In the first months of 2014, running unopposed for his second term as Eureka's mayor, Frank Jager found himself doing a lot of reading. He was researching his grandfather, a member of the Pottawatomi, a Great Plains tribe that fought alongside the French in the French and Indian War in the 1700s. In the aftermath of the war, the tribe was removed from its historic homelands and relocated to Oklahoma and Kansas.
That got Jager thinking about the removal of the Wiyot from Tuluwat, and Humboldt County's own legacy of genocide and theft. As mayor of Eureka and the grandfather of two Wiyot girls, he thought he could offer a simple gesture to heal old wounds, so he spent a weekend in mid-March drafting a letter to the tribe.
"In February 1860, 154 years ago, citizens from Eureka participated in what has been described as a massacre of unfathomable proportions," the letter began, going on to describe the attack on "that winter night long ago" when women and children were slaughtered. "As Mayor of Eureka, and on behalf of the city council and the people of Eureka, we would like to offer a formal apology to the Wiyot people for the actions of our people in 1860. Nothing we say or do can make up for what occurred on that night of infamy. It will forever be a scar on our history. We can, however, with our present and future actions of support for the Wiyot work to remove the prejudice and bigotry that still exist in our society today."
The letter was released to the public before it underwent legal review by then City Attorney Cyndy Day-Wilson, which posed a problem. While many in the public found the letter a heartfelt and long-overdue apology to take responsibility and make amends for a more than century-and-a-half-old massacre, Day-Wilson saw a financial liability. While legal experts widely agreed that was nonsense — that apologizing for a crime carried out by unknown people 14 years before Eureka was officially incorporated would in no way expose the city to liability — the council followed Day-Wilson's advice and edited the letter, removing mention of who attacked the Wiyot that day or anyone being sorry for it.

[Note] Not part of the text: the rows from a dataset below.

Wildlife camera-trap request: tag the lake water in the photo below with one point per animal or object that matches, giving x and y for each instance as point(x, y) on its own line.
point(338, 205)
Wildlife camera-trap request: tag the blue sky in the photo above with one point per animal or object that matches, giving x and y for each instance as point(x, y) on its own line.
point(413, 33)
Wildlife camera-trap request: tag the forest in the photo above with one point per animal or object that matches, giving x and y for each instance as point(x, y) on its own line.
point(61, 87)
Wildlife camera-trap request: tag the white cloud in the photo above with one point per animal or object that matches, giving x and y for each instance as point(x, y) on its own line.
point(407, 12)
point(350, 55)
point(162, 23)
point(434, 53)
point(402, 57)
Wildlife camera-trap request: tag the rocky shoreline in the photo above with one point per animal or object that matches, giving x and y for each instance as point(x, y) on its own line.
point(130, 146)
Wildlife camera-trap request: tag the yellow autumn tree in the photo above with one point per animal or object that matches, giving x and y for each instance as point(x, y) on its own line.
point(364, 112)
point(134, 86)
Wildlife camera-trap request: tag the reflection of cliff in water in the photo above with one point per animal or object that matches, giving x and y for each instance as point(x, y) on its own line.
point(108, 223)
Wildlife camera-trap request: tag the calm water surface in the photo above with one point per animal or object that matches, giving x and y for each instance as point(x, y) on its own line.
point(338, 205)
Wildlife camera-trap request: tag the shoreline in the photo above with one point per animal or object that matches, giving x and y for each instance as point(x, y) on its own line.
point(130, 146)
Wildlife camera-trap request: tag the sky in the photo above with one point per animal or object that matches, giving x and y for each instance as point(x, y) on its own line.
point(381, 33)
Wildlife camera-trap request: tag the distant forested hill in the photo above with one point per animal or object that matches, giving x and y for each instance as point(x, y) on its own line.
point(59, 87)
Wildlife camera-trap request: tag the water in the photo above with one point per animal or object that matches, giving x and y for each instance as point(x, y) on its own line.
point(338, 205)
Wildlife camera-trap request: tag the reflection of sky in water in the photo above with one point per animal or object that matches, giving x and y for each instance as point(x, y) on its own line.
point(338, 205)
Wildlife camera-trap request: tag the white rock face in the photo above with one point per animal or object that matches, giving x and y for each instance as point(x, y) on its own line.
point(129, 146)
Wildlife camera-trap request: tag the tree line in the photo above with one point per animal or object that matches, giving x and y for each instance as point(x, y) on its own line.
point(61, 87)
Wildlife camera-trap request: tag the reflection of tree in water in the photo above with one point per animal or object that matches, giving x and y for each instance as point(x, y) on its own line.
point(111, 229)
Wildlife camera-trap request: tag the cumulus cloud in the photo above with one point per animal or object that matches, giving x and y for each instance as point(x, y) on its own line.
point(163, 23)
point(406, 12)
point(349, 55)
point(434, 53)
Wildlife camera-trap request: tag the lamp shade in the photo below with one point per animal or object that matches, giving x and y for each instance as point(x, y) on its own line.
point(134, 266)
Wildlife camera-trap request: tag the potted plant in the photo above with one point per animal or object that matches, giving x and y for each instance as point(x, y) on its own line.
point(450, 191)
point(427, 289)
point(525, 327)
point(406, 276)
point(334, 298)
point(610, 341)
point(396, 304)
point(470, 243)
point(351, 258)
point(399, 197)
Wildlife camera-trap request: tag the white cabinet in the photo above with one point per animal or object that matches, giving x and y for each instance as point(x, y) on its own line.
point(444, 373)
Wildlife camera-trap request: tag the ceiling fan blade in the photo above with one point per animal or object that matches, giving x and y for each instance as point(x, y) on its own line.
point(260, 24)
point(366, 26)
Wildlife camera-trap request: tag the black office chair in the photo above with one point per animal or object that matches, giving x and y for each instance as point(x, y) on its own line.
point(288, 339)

Jager's letter had been gutted.
"Of all the things that happened when I was the mayor, that was probably the most disappointing," he said, adding that some weeks later he traveled south to the Wiyot Tribe's Table Bluff Reservation to address the tribal council and apologize to them as a private citizen.
Recollections of that meeting differ. Jager says he recalls apologizing and telling the council about how he hoped to see the city erect a monument on the island commemorating the massacre. But Hernandez, the Wiyot Tribal chair, says he recalls it differently.
"He apologized and said, 'What else can we do?'" Hernandez says. "We said, 'Return the island.'"
What's clear is that Jager's gesture with the letter opened the door for something more, pushing both the tribe and the city to rethink what was possible.
"For him to come to the tribe and to apologize, I thought that was courageous," Seidner says. "I was happy that evening."